12. Ceza Dairesi 2014/18482 E. , 2015/5768 K.
"İçtihat Metni"Mahkemesi :Asliye Ceza Mahkemesi
Suç : Taksirle öldürme
Hüküm : TCK"nın 85/1, 62, 50/1-a, 52/2-4, 50/6, 53/6. maddeleri gereğince mahkumiyet
Taksirle öldürme suçundan sanığın mahkumiyetine ilişkin hüküm, sanık tarafından temyiz edilmekle, dosya incelenerek gereği düşünüldü:
15/04/2012 günü saat 08.00 sıralarında, sanık sürücü ..."ın idaresindeki otomobil ile yerleşim yeri dışında, 7.5 metre genişliğinde, iki yönlü, hafif virajlı ve hafif eğimli, kuru, asfalt kaplama yolda ... istikametinden ... istikametine doğru seyir halindeyken, olay mahalline geldiğinde, direksiyon hakimiyetini kaybederek istikametine göre yolun sol tarafında bulunan dere yatağındaki menfezin önüne dik olarak ön kısmı üzerine düşmesi sonucu aracında yolcu olarak bulunan ..."ın vefat ettiği ve sanığın tam kusurlu olduğu somut olayda, sanık hakkında adalet ve hakkaniyet kuralları uyarınca alt sınırdan daha fazla uzaklaşmak suretiyle ceza tayini gerekirken, yazılı şekilde hüküm kurulması ve sanık hakkında tayin edilen 2 yıl 1 ay hapis cezanın adli para cezasına çevrilmesi sırasında, tam gün sayısının 760 gün yerine 750 gün olarak belirlenip sonuç cezanın 15.200 TL yerine 15.000TL olarak eksik tayini, uygulama hatası kabul edildiğinden ve aleyhe temyiz olmadığından bozma nedeni yapılmamıştır.

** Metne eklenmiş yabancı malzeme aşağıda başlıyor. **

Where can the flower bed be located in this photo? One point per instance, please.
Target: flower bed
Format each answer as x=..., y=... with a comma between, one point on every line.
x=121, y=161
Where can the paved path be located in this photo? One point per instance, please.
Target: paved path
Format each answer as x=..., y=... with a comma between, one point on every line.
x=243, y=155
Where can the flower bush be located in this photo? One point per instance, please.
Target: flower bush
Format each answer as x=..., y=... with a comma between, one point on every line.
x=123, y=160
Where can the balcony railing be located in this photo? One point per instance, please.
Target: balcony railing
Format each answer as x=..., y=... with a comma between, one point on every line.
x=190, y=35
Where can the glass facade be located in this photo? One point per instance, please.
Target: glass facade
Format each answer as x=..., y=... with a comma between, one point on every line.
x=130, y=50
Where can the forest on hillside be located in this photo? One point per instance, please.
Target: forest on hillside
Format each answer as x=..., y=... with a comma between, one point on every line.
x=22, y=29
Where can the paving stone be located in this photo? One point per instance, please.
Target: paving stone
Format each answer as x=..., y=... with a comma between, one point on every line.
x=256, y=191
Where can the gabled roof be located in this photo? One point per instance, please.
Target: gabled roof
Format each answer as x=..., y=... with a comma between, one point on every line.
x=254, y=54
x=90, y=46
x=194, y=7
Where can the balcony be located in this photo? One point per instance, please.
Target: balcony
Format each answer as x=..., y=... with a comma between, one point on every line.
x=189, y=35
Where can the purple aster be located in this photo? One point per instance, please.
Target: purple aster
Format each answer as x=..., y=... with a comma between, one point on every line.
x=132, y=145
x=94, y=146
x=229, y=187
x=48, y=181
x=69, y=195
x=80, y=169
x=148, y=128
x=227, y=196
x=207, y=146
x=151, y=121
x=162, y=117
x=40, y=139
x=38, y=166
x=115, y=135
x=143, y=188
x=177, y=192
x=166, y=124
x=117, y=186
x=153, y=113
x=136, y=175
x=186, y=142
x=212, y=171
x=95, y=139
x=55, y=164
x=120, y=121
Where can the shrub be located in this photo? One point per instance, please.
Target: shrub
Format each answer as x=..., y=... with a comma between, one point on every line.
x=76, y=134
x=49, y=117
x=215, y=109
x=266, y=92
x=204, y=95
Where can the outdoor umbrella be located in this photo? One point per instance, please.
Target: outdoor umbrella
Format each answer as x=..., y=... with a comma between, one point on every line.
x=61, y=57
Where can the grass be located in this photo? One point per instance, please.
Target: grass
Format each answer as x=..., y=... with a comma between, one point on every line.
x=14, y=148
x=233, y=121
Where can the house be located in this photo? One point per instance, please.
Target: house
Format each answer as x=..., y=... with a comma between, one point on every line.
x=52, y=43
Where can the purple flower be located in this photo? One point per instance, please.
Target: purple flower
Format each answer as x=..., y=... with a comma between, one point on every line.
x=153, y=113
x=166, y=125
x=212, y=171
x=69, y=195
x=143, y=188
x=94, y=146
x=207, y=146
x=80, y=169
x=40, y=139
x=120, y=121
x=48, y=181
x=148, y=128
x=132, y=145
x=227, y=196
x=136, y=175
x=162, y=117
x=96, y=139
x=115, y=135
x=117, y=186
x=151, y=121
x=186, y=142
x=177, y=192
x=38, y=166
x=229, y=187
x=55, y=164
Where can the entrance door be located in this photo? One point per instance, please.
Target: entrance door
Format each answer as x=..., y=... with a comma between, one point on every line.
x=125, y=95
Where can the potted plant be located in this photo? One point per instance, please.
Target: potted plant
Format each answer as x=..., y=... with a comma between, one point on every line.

Yapılan yargılamaya, toplanıp karar yerinde gösterilen delillere, mahkemenin kovuşturma sonuçlarına uygun olarak oluşan kanaat ve takdirine, incelenen dosya kapsamına göre, sanığın kusura ve sair temyiz itirazlarının reddine, ancak;
1-Yargıtay Ceza Genel Kurulu"nun 07/07/2009 tarih 2009/9-62-191 sayılı kararında da vurgulandığı üzere, taksirli suçlar açısından temel cezanın belirlenmesinde TCK"nın 61/1. maddesinin (g) bendinde yer alan "failin güttüğü amaç ve saik" gerekçelerine dayanılamayacağının gözetilmemesi,
2-Sanık hakkında tayin edilen hapis cezasının adli para cezasına çevrilmesi sırasında 5237 sayılı TCK" nın 50/4. maddesinin gösterilmemesi,
3-TCK"nın 50/6. maddesinde bulunan “yaptırımın” ibaresinin 01/03/2008 tarihli Resmi Gazete"de yayımlanan 26/02/2008 tarih 5739 sayılı Kanunun 4. maddesi ile “tedbirin” olarak değiştirilmesi, maddenin birinci fıkrasının “a” bendi uyarınca hapis cezasının paraya çevrilmesi seçenek yaptırım, diğer bentlerde düzenlenen hususların ise seçenek tedbir niteliğinde olması, TCK"nın 50/6. maddesinde hüküm kesinleştikten sonra Cumhuriyet savcılığınca yapılan tebligata rağmen otuz gün içinde seçenek tedbirin gereklerinin yerine getirilmesine başlanmaması veya başlanıp da devam edilmemesinin sonuçlarının düzenlenmesi karşısında, sanık hakkında hükmolunan hapis cezasının adli para cezasına çevrilmesi esnasında TCK"nın 50/6. maddesine yer verilmesi,
Kanuna aykırı olup, hükmün bu nedenlerle 5320 sayılı Kanunun 8. maddesi gereğince halen uygulanmakta olan 1412 sayılı CMUK"un 321. maddesi uyarınca BOZULMASINA, ancak yeniden yargılamayı gerektirmeyen bu konularda, aynı Kanunun 322. maddesi gereğince karar verilmesi mümkün bulunduğundan, aynı maddenin verdiği yetkiye istinaden hüküm fıkrasının 1. bendinde yer alan "failin güttüğü amaç ve saik" ibaresinin hükümden çıkarılmasına, hüküm fıkrasının 5.bendine "TCK.50/1-a maddesi" ibaresinin devamına "TCK.50/4.maddesi" ibaresinin eklenmesi ve hüküm fıkrasının 6.bendinin hükümden çıkarılması suretiyle sair yönleri usul ve yasaya uygun bulunan hükmün, eleştiri dışında DÜZELTİLEREK ONANMASINA, 02/04/2015 tarihinde oybirliğiyle karar verildi.